Caroline smiled again and started to pull on her top. “When do you think you will visit Freeman?” she asked him.
“Soon as possible,” he replied quickly, knowing it was the truth. “Before I can think about it too much or wimp out.”
“I can’t imagine you wimping out Danny. You seem incredibly brave and together to me, for someone who has gone through all that.” Caroline slotted her feet into her heels and smoothed her tousled hair down with both hands.
“Can I ask you something?” he said from the sofa.
“Sure.”
“Why is this really all so important to you? I mean, I get that it’s your job, and you were curious back then, and all that. But why do you want to write this article so much? Why does it mean so much to you?”
Caroline Haskell slipped her arms into her coat, not meeting his eye, and picked her bag up from the floor. She came towards him then, hair all messy and cheeks flushed red, and as she leant down to kiss him goodbye she said; “I’ll tell you all about it another day. But let’s just say you and me have more in common than you realise. I’ve got to go. Let me know how you get on.”
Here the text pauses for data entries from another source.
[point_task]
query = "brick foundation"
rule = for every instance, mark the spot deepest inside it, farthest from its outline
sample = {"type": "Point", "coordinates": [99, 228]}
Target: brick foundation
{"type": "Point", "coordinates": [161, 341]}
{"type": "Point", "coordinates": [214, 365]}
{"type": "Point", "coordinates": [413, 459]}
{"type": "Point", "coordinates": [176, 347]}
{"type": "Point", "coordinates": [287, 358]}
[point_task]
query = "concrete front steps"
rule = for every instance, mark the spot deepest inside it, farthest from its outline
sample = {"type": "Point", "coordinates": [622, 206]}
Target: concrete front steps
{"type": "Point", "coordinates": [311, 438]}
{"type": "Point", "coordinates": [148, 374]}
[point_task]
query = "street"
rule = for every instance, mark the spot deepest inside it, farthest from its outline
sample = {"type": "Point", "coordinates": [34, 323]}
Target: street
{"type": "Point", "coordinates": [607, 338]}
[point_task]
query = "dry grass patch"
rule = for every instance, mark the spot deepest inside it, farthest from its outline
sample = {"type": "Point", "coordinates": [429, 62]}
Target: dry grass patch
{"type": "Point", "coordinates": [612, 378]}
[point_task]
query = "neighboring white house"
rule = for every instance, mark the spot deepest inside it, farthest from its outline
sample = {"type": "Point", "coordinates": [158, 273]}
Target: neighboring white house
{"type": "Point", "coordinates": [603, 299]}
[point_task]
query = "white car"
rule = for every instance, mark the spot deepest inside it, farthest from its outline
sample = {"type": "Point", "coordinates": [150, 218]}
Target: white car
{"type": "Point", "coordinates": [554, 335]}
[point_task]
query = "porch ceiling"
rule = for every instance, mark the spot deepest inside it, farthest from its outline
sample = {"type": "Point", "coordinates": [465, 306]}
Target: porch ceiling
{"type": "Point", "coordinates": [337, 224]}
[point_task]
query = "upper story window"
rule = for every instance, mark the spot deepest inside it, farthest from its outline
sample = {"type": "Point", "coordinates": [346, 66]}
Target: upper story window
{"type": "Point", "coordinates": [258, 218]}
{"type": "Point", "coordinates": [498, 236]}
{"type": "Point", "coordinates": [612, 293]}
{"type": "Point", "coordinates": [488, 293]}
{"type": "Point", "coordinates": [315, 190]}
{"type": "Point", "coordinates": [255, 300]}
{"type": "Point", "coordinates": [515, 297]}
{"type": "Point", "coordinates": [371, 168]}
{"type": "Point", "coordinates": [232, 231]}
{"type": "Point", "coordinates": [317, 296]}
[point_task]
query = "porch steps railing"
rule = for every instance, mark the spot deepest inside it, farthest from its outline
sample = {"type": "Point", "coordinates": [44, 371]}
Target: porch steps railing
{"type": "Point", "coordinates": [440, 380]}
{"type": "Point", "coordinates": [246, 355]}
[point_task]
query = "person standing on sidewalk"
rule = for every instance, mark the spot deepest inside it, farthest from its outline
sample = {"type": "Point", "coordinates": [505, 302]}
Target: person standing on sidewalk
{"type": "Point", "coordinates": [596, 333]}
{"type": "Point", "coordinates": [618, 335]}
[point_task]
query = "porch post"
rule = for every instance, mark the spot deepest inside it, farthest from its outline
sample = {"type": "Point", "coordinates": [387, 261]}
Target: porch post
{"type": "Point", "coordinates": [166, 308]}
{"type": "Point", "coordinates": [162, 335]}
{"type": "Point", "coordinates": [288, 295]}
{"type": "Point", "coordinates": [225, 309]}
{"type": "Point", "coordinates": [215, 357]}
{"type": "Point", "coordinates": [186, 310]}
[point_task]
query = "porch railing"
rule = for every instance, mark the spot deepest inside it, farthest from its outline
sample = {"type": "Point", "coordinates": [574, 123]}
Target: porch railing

Danny watched her turn and click out of the flat in her neat little heels, hair swinging across her shoulders. He wondered what she could mean by that, as he pulled the note back out from his pocket and looked at the name and address she had written on it for him. He had been expecting the address to be somewhere in Essex, surely that was where the man had slunk back to all those years back? But it wasn’t. It was an address Danny recognised to be about ten minutes away.